How we verify Wikifunctions

The deployed code, proved equal to its Mathlib specification — and cross-checked against real CPython.

We give Wikifunctions' executable functions the formal specification they lack, by joining each function to a Mathlib (Lean 4) declaration via its shared Wikidata QID, then proving the deployed code meets that spec. Two functions are fully verified end-to-end so far; the rest of the addressable set has specs (see the spec tracker).

Three layers of assurance

Each layer compares something different, covers a different slice of inputs, and rests on a different trust assumption. They are complementary: the proof is the strongest claim but rests on a model of Python; the lean.py check executes the genuine interpreter and closes exactly that gap.

Layer	What it compares	Coverage	Trust assumption
Deductive proofLean	the deployed Python, embedded in Lean, ⇔ the Mathlib spec	all inputs (∀), kernel-checked	our Lean model of Python's semantics matches CPython
Differential testcross-process	real CPython vs our compiled embedding	829 cases (coprime)	none — runs real Python
lean.py in-processembedded CPython	real CPython (loaded into Lean) vs the Mathlib spec	1607 (coprime) / 21 (factorial)	none — runs the genuine interpreter

The deductive proof is the strongest result: it is a theorem about every input, checked by Lean's kernel. But a proof about embedded Python is only as good as the embedding — it rests on the one assumption that our Lean model of Python's semantics faithfully matches what CPython actually does. The lean.py layer closes precisely that gap: it loads the real CPython interpreter into the Lean process and runs the genuine deployed source, so its agreement with the spec carries no semantics assumption at all. The cross-process differential test is a third, independent witness from outside the Lean process. Together: the proof gives universal coverage, and the two CPython checks empirically discharge the proof's lone assumption.

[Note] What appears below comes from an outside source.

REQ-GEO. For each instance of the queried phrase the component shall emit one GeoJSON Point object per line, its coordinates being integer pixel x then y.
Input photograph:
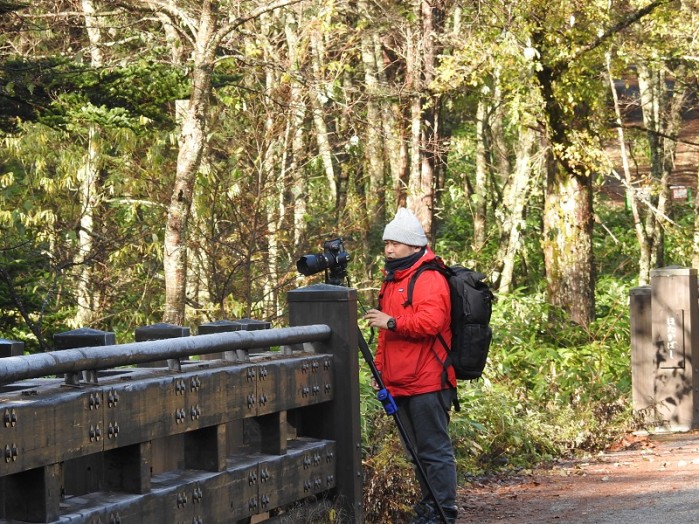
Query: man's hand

Worked example 1 — “are coprime” Z13701

The deployed Python

def Z13701(a, b):
    while b != 0:
        a, b = b, a % b
    return a == 1

The Lean embedding

The program is encoded as data over a tiny imperative-Python AST (Imp.lean) with an operational semantics; then we prove it equal to Mathlib's Nat.Coprime:

theorem runProgram_eq_coprime (a b : Nat) : runProgram a b = some (decide (Nat.Coprime a b))

Proved for all a, b with clean axioms [propext, Classical.choice, Quot.sound] — no sorry, no native_decide.
Differential test: 829 / 829, 0 mismatches.
lean.py in-process: 1607 / 1607.

Worked example 2 — “factorial” Z13667

The deployed Python

def Z13667(n):
    k = 1
    for i in range(1, n + 1):
        k *= i
    return k

The theorem

theorem runFac_eq_factorial (n : Nat) : runFac n = some (Nat.factorial n)

Proved (clean axioms [propext, Classical.choice, Quot.sound]).
lean.py in-process: 21 / 21 vs Nat.factorial.

Honest boundaries

These are features of an honest verification claim, not disclaimers to bury.

Only 2 of 25 addressable functions are proved so far; the others have specs / oracles (tracked on the spec page).
We also have Dafny + Verus proofs of coprime — but those verify a re-implementation against a spec written in the prover's own logic. That is a weaker, different claim than the Lean one (“the actual Python ⇔ Mathlib”).
The deductive proof's one assumption (Lean semantics ≈ CPython) is the irreducible gap of verifying any real code. lean.py mitigates it empirically by running the genuine interpreter.

Source & reproduce

Every claim above is in the repository — the embedding, the two proofs, and both CPython cross-checks.

Wikifunctions/Python/Imp.lean — the imperative-Python embedding (AST + operational semantics).

Wikifunctions/Python/Z13701.lean — the coprime proof (runProgram_eq_coprime).

Wikifunctions/Python/Z13667.lean — the factorial proof (runFac_eq_factorial).

native/leanpy/Main.lean — lean.py: real CPython loaded in-process, checked against the spec.

native/difftest.py — the cross-process differential test vs real CPython.

Reproduce the proofs:

git clone https://github.com/Deicyde/wikifunctions && cd wikifunctions
lake exe cache get
lake build Wikifunctions.Python.Z13701 Wikifunctions.Python.Z13667

✓ Both proofs build green with no sorry and clean axioms; the two CPython cross-checks report zero mismatches.